Sat Jul 9 16:37:04 PDT 2016

Brian Smith writes:
> wouldn't the performance be much better on Skylake+ and ARMv8+?

No. Concretely, several generations of Intel chips have run 12-round
ChaCha12-256 at practically the same speed as 12-round AES-192 (with a
similar security margin), even though AES-192 has "hardware support", a
smaller key, a smaller block size, and smaller data limits. For example:

   * Both ciphers are ~1.7 cycles/byte on Westmere (introduced 2010).
   * Both ciphers are ~1.5 cycles/byte on Ivy Bridge (introduced 2012).
   * Both ciphers are ~0.8 cycles/byte on Skylake (introduced 2015).

ChaCha20-256 is slower than ChaCha12-256 but this is entirely because it
has a much larger security margin. For reasons explained below, I
wouldn't be surprised to see ChaCha20-256 running _faster_ than AES-256
on future Intel chips.

Anyway, it's hard to find any applications that will notice any of these
gaps. We're talking about differences under 1 cycle/byte, on CPUs where
cycles are very fast in the first place, vs. multiple cycles/byte for
typical data processing.

Meanwhile the ecosystem includes many smaller CPUs where AES is
painfully slow---e.g., ~20 cycles/byte for AES-128 on Cortex-A8. On a
small CPU core, spending precious area for an AES instruction isn't an
easy decision for a CPU designer to make!
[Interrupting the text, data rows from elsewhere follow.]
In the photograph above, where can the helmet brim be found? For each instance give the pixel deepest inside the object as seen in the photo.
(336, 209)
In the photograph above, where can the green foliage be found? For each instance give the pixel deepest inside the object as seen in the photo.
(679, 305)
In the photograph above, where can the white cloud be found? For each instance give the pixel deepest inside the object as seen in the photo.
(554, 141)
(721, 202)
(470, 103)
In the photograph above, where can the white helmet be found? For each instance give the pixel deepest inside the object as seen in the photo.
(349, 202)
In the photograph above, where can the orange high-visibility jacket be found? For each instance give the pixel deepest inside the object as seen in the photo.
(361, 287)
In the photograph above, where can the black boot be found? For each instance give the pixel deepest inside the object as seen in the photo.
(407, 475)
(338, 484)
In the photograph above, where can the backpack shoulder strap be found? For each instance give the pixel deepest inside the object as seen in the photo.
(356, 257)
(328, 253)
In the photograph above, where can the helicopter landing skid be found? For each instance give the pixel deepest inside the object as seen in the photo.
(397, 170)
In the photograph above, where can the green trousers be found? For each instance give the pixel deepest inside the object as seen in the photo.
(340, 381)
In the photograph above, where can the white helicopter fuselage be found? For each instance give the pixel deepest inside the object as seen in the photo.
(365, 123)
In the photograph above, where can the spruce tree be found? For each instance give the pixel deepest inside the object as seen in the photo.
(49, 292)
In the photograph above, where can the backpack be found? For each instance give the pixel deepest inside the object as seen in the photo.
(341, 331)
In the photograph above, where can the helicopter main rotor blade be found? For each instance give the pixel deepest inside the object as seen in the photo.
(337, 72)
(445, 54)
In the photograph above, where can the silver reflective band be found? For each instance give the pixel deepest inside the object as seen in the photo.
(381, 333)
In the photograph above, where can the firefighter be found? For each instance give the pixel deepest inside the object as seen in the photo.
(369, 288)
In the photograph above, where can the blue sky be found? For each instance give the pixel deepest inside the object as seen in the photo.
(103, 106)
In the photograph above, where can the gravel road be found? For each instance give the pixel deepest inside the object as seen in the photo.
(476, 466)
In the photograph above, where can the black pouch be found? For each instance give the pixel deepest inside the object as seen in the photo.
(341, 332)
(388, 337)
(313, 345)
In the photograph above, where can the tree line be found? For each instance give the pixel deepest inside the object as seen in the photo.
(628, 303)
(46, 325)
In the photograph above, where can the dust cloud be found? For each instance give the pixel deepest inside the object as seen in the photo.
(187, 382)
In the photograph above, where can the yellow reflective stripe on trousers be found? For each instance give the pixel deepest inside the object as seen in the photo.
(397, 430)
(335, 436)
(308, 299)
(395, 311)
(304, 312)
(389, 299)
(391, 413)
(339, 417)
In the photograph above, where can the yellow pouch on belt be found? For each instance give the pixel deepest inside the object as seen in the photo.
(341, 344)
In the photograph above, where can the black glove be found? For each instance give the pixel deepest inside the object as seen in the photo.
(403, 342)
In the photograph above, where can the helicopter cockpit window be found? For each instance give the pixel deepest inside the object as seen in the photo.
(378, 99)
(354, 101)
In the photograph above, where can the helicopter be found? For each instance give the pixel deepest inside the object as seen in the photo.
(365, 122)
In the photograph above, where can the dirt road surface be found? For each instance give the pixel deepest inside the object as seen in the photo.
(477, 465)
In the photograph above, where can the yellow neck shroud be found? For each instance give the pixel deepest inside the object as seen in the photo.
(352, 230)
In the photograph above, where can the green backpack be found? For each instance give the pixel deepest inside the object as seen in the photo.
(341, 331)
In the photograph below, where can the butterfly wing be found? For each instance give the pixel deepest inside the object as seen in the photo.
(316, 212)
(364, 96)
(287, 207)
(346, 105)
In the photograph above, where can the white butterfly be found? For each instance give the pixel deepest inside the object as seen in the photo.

The ecosystem also includes,
more importantly, many AES implementations vulnerable to timing attacks.

> SHA-256 + AES-256-GCM, for which newer CPUs are being optimized

No.

CPUs are optimized for video games. Video games are a huge market---a
market where people pay close attention to performance and adjust their
purchasing decisions accordingly.

Yes, yes, some buyers pay attention to CPU performance for weather
prediction, or movie rendering, or various other important applications.
But most of these applications have the same basic bottlenecks as video
games: most importantly, low-precision multiplications and additions. 

Do CPU designers spend area on niche operations such as _binary-field_
multiplication? Sometimes, yes, but not much area. Given how CPUs are
actually used, CPU designers see vastly more benefit to spending area
on, e.g., vectorized floating-point multipliers.

Intel is doubling the vector size in its newest CPUs---again!---this
time from 256 bits to 512 bits. The design principles explained in

   https://cr.yp.to/snuffle/design.pdf (especially parallelization)
   https://cr.yp.to/snuffle/speed.pdf (see in particular Section 12)

allow Salsa20 and ChaCha20 to take direct advantage of this increase in
vector size---and also of other improvements that Intel has been adding,
such as extra vector units and three-operand instructions. Intel is also
adding vectorized rotations (which take very little extra hardware area
on top of shifts), so add-shift-shift-merge-xor becomes add-rotate-xor.

Poly1305 is similarly parallelizable, with slightly more effort. It also
benefits from Intel's continued attention to the speed of multipliers.
Intel's newest optimization here is the introduction of very efficient
52-bit multipliers that expose the internals of the floating-point
multipliers. This is essentially what was requested in, e.g.,

   * https://cr.yp.to/talks/2002.06.15/slides.ps (last slide, reusing
     the 64-bit extended-precision floating-point multiplier) and

   * https://blog.cr.yp.to/20140517-insns.html (reusing the
     53-bit double-precision vector floating-point multiplier, very
     close to what Intel subsequently announced).

This will---with very little hardware cost---also speed up conservative
prime-field ECC and many further applications.

The reasons that CPUs can make simple vector arithmetic run really fast
are related, at a fundamental hardware-design level, to the reasons that
the same instructions take constant time on most CPUs. The story is
quite different for variable data indices: these naturally create
variations in timing and are hard to efficiently vectorize. For the same
reasons, variable instruction indices (i.e., branches) naturally create
variations in timing and are hard to efficiently vectorize.

AES was never (and GCM was never) designed to run quickly in software
using common arithmetic instructions: it relied critically on variable
data indices for performance. This approach turned out to be a security
nightmare, producing many successful timing attacks. Even in contexts
where timing attacks weren't a concern, this approach vectorized poorly,
with performance falling farther and farther behind pure arithmetic
designs as CPUs evolved in predictable ways.

Adding hardware for AES arithmetic, particularly inversion in GF(256),
deals with the timing attacks but costs quite a bit of hardware area for
yet another niche operation. Intel decided that on its large cores it
could justify the area for 8 inverters, and then for 16 inverters, and
probably 32 on future cores---but this is only a small percentage of the
overall area of Intel's vector units, and the percentage doesn't seem to
be increasing as the years go by.

This is why 12-round AES-192 isn't beating 12-round ChaCha12-256. Yes,
there's some special-purpose hardware for AES, but there's much more
general-purpose hardware for vector computations, and ChaCha takes
advantage of this general-purpose hardware.

---Dan